Unlike rigid rooftop panels, our solar cells are ultra-thin, flexible, and embedded directly into the vehicle body. This means the entire surface of the car becomes a solar generator without compromising design, weight, or aerodynamics.
Aerodynamics & Solar
Standard solar panels are flat. We engineered liquid-crystal deposition to create solar “paints” that follow vehicle curves. This allows our cars to maintain a 0.20 drag coefficient while maximizing solar absorption.
The result is a sleek design that produces energy while cutting through air with minimal resistance.
Solid State Storage
Traditional lithium-ion batteries are heavy and heat-sensitive. Our motors rely on solid-state battery technology that is lighter, safer, and more efficient.

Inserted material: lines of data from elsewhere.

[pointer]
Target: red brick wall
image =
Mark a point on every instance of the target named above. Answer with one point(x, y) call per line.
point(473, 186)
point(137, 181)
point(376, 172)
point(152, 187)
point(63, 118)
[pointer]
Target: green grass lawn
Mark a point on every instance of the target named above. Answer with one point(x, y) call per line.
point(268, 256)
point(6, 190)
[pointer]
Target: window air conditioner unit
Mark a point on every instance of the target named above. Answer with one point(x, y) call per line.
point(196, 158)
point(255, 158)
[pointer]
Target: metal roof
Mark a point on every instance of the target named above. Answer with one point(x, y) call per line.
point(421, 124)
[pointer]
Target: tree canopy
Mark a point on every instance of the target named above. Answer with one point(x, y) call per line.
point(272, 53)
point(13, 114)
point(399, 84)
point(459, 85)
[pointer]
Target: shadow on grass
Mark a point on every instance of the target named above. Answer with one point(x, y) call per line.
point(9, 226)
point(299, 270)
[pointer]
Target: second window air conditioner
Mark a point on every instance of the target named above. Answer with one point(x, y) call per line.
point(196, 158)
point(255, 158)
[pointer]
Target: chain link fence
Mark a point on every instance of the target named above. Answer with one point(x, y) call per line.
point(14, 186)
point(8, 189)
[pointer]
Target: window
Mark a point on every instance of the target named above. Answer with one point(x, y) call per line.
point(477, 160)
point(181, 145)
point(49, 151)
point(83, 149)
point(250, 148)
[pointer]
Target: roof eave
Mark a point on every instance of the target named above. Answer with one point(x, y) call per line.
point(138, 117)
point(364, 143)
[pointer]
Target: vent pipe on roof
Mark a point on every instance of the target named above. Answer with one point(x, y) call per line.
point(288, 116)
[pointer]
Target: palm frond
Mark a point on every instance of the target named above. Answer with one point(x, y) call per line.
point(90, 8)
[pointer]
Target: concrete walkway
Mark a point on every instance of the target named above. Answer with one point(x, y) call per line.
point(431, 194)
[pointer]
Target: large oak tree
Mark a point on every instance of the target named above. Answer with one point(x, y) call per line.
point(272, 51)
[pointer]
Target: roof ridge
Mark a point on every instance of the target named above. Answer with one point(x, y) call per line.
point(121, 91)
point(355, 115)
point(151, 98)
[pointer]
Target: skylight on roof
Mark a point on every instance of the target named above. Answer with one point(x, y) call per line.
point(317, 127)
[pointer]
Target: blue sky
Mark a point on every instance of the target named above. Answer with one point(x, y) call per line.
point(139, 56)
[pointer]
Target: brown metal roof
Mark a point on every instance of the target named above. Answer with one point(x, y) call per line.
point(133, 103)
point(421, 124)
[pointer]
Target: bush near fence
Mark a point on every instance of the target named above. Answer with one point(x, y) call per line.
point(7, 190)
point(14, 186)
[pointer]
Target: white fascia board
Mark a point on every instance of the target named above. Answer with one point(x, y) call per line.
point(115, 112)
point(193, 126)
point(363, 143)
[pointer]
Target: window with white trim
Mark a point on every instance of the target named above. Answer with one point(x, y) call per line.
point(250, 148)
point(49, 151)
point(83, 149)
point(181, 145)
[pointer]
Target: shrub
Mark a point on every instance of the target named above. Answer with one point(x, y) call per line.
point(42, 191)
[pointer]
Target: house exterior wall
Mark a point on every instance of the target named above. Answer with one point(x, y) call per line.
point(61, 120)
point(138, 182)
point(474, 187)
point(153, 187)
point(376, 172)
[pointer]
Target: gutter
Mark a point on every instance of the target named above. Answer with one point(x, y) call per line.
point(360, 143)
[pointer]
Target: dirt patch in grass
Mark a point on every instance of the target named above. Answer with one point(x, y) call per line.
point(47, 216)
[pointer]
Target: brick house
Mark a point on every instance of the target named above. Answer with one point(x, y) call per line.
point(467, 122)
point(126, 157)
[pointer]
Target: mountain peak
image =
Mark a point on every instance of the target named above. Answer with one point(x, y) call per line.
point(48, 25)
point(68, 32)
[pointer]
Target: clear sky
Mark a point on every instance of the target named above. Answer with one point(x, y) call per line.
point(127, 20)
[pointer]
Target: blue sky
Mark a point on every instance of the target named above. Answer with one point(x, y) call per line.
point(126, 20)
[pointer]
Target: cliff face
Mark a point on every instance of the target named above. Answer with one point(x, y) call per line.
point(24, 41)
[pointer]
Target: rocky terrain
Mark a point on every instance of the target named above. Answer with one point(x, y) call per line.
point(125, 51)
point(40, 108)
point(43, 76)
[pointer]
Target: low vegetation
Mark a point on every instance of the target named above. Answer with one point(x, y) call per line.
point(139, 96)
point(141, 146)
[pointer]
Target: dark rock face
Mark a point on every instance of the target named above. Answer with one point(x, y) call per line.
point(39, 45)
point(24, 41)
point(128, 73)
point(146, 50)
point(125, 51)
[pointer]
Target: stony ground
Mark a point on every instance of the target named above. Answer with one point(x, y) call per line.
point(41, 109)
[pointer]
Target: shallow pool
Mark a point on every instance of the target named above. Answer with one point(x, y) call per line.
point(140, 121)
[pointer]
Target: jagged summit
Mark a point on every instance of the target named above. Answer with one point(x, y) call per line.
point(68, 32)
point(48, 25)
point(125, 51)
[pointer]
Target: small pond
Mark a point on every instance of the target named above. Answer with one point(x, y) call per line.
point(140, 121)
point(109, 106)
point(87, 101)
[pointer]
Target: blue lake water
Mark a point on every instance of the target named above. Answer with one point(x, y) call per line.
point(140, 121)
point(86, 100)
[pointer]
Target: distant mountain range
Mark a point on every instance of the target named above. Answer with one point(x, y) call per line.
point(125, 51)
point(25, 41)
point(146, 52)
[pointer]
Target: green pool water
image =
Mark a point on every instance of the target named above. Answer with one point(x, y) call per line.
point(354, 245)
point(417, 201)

These batteries replace liquid electrolytes with solid materials, removing the risk of leakage and reducing thermal instability. The result is higher energy density and improved vehicle range.
Even when the vehicle is parked, the solar roof continues charging the battery system, slowly replenishing power throughout the day.
Smart Solar Charging
SolarsDeals vehicles are equipped with a dynamic solar charging system. Micro-inverters are embedded directly into the solar layers of the vehicle, converting sunlight into usable energy instantly.

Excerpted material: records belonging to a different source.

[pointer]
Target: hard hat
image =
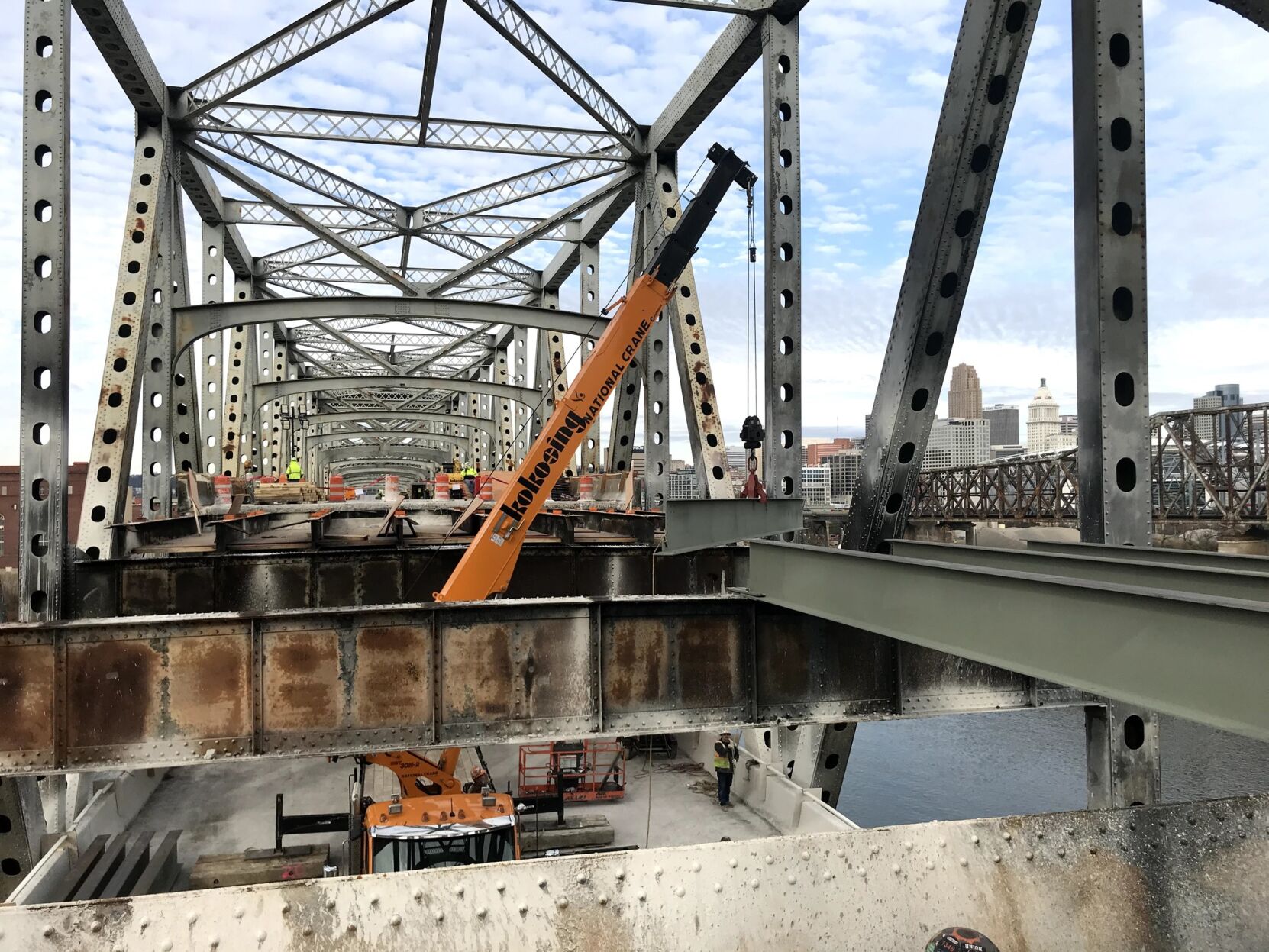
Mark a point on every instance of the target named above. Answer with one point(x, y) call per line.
point(960, 938)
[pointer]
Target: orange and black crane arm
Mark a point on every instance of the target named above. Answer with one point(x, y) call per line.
point(410, 768)
point(489, 561)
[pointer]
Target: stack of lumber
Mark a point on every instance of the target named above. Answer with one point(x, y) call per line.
point(301, 492)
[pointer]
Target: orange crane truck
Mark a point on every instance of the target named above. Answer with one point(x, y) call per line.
point(433, 821)
point(489, 561)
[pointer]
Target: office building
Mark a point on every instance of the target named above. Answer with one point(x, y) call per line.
point(964, 395)
point(1043, 424)
point(1221, 396)
point(844, 474)
point(816, 486)
point(1004, 424)
point(682, 484)
point(816, 453)
point(956, 442)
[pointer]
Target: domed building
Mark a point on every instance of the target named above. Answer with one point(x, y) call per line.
point(1043, 425)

This means the car does not rely solely on external charging infrastructure. During sunny days, drivers can gain up to 40 kilometers of range without plugging in.

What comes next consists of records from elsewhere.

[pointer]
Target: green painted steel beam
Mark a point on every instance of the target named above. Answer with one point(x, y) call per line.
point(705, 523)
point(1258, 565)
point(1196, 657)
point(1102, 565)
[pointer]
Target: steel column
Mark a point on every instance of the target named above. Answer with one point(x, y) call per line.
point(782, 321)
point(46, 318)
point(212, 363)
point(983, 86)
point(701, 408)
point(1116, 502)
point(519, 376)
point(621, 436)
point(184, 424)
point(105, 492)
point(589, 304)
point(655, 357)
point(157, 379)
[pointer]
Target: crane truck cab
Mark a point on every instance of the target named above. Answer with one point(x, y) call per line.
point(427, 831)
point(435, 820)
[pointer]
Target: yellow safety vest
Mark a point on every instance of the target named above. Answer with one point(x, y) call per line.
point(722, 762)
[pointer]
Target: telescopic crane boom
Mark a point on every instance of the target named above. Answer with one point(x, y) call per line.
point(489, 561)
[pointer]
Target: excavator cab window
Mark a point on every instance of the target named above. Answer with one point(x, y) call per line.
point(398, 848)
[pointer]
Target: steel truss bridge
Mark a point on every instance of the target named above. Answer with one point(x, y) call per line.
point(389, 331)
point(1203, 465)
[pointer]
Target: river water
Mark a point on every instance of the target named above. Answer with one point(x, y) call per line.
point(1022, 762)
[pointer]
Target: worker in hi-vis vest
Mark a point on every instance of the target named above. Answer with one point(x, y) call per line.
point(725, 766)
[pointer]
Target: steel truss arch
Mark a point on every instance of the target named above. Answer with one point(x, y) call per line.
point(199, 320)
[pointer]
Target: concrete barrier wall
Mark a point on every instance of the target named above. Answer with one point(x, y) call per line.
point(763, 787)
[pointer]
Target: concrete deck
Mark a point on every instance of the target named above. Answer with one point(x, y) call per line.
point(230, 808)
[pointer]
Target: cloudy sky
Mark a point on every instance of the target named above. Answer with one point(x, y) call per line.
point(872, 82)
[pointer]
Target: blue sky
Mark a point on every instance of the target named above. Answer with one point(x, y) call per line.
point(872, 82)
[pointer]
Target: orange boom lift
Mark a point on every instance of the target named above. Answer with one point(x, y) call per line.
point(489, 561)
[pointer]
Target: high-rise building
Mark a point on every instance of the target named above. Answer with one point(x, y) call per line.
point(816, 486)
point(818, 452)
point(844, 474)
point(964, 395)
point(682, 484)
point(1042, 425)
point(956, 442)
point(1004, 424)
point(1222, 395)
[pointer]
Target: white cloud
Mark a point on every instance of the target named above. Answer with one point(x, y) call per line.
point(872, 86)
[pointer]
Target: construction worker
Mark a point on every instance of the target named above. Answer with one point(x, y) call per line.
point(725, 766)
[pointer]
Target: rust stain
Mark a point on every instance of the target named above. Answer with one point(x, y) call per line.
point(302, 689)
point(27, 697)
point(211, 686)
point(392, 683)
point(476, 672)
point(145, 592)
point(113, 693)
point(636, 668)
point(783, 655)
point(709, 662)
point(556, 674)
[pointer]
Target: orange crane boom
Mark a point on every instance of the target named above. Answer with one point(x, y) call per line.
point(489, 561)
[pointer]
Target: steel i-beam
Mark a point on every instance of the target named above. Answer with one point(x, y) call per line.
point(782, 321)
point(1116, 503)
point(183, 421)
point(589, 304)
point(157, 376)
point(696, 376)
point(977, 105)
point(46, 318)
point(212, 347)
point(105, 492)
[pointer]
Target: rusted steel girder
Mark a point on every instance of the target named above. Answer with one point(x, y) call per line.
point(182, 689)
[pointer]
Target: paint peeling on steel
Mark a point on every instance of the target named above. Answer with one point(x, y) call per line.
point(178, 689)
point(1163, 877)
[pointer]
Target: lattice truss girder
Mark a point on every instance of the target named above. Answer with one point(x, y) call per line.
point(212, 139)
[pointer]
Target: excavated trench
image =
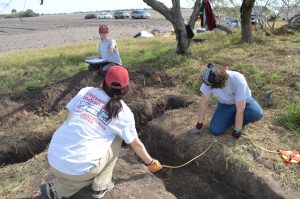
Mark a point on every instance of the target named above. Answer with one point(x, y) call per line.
point(162, 122)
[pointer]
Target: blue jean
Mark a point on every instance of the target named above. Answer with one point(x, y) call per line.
point(224, 116)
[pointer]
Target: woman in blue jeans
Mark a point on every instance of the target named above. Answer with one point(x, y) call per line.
point(236, 107)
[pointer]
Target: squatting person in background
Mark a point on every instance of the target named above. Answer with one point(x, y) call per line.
point(84, 150)
point(236, 107)
point(108, 51)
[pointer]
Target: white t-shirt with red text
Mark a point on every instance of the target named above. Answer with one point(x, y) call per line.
point(86, 136)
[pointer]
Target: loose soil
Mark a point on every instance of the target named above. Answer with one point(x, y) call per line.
point(163, 117)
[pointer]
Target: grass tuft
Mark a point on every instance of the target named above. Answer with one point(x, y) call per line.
point(290, 118)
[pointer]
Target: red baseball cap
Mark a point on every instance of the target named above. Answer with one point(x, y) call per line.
point(117, 77)
point(103, 29)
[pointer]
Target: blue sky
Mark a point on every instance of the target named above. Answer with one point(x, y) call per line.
point(67, 6)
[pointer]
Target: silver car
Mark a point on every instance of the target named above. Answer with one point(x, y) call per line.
point(140, 14)
point(121, 15)
point(104, 15)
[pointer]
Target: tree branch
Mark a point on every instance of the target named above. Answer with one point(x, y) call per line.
point(195, 13)
point(159, 7)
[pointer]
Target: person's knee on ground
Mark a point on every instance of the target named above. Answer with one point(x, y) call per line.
point(253, 113)
point(216, 131)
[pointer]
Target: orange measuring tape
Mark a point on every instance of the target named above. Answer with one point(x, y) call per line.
point(176, 167)
point(288, 156)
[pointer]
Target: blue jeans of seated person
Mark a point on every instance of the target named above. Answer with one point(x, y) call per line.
point(224, 116)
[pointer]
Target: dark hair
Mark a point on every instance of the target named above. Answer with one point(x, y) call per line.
point(114, 106)
point(220, 79)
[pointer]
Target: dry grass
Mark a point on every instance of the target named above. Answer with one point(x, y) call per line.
point(275, 65)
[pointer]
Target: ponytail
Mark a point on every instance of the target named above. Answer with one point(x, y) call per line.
point(114, 106)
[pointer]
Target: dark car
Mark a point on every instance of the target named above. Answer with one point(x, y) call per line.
point(140, 14)
point(121, 15)
point(90, 16)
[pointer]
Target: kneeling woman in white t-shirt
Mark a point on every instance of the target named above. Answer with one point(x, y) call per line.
point(84, 150)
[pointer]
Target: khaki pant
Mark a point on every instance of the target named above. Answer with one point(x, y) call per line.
point(99, 176)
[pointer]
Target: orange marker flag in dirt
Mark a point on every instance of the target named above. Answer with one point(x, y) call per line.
point(25, 113)
point(158, 79)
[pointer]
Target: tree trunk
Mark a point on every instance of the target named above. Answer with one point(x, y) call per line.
point(246, 10)
point(183, 42)
point(175, 17)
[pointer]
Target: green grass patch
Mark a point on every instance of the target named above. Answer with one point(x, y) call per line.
point(290, 118)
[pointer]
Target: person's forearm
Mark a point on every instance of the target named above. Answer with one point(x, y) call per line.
point(140, 150)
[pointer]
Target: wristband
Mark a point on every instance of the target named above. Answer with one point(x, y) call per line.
point(199, 125)
point(238, 130)
point(150, 162)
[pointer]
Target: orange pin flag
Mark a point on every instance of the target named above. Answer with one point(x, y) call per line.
point(158, 79)
point(25, 113)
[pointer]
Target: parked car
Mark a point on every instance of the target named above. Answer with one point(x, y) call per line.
point(140, 14)
point(104, 15)
point(90, 16)
point(121, 15)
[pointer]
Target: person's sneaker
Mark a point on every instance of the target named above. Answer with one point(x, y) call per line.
point(48, 191)
point(101, 192)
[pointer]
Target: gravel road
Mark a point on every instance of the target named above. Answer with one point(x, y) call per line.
point(51, 30)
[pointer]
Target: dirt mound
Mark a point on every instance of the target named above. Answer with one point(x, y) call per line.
point(53, 98)
point(163, 118)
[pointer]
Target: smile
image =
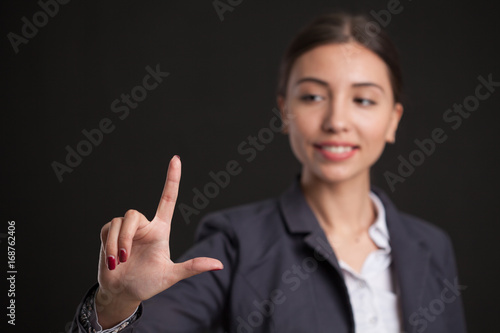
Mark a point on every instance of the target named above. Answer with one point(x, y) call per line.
point(336, 152)
point(338, 149)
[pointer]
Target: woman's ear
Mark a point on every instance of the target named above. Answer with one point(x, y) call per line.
point(283, 112)
point(396, 115)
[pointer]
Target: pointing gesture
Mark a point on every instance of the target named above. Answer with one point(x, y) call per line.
point(135, 262)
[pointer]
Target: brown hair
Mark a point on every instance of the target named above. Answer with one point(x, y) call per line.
point(343, 28)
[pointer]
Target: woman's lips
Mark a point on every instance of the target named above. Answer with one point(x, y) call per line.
point(337, 151)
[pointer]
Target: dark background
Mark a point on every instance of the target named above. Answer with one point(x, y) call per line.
point(220, 90)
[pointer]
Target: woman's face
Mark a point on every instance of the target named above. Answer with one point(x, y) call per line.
point(339, 111)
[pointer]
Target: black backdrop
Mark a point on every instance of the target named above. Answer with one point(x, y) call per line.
point(219, 91)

When parked outdoors for extended periods, the car gradually stores energy which can later be used for driving or powering onboard systems.
AI Energy Management
Our vehicles use artificial intelligence to manage energy flow between solar generation, battery storage, and propulsion.
The AI system predicts sunlight availability, driving behavior, and terrain conditions to distribute energy in the most efficient way possible.
This ensures maximum efficiency whether the car is traveling long distances or navigating urban traffic.
Thermal Regulation System
Heat management is critical for solar vehicles. Our vehicles include nano-ceramic cooling channels embedded within the battery structure.
These channels guide heat away from critical components while maintaining ideal battery temperatures. This improves lifespan and maintains performance even in extreme climates.
Additionally, reflective coatings on solar surfaces prevent overheating while still allowing optimal photon absorption.
Autonomous Energy Routing
Energy inside the vehicle is managed through a decentralized power grid. Each subsystem—from motors to climate control—receives energy based on priority.
When sunlight is abundant, excess energy can power interior systems such as air conditioning, infotainment, and computing hardware without draining the battery.
This intelligent routing system ensures that every watt generated from sunlight is used efficiently.
Future Research
Our research teams are already working on the next generation of solar mobility. This includes transparent solar glass for windows, quantum dot energy capture layers, and ultra-light carbon composite solar panels.
The goal is simple: a vehicle that can operate for weeks using only sunlight, dramatically reducing dependence on charging infrastructure.
SolarsDeals is not just building cars. We are building a future where transportation is powered directly by the most abundant energy source in our solar system.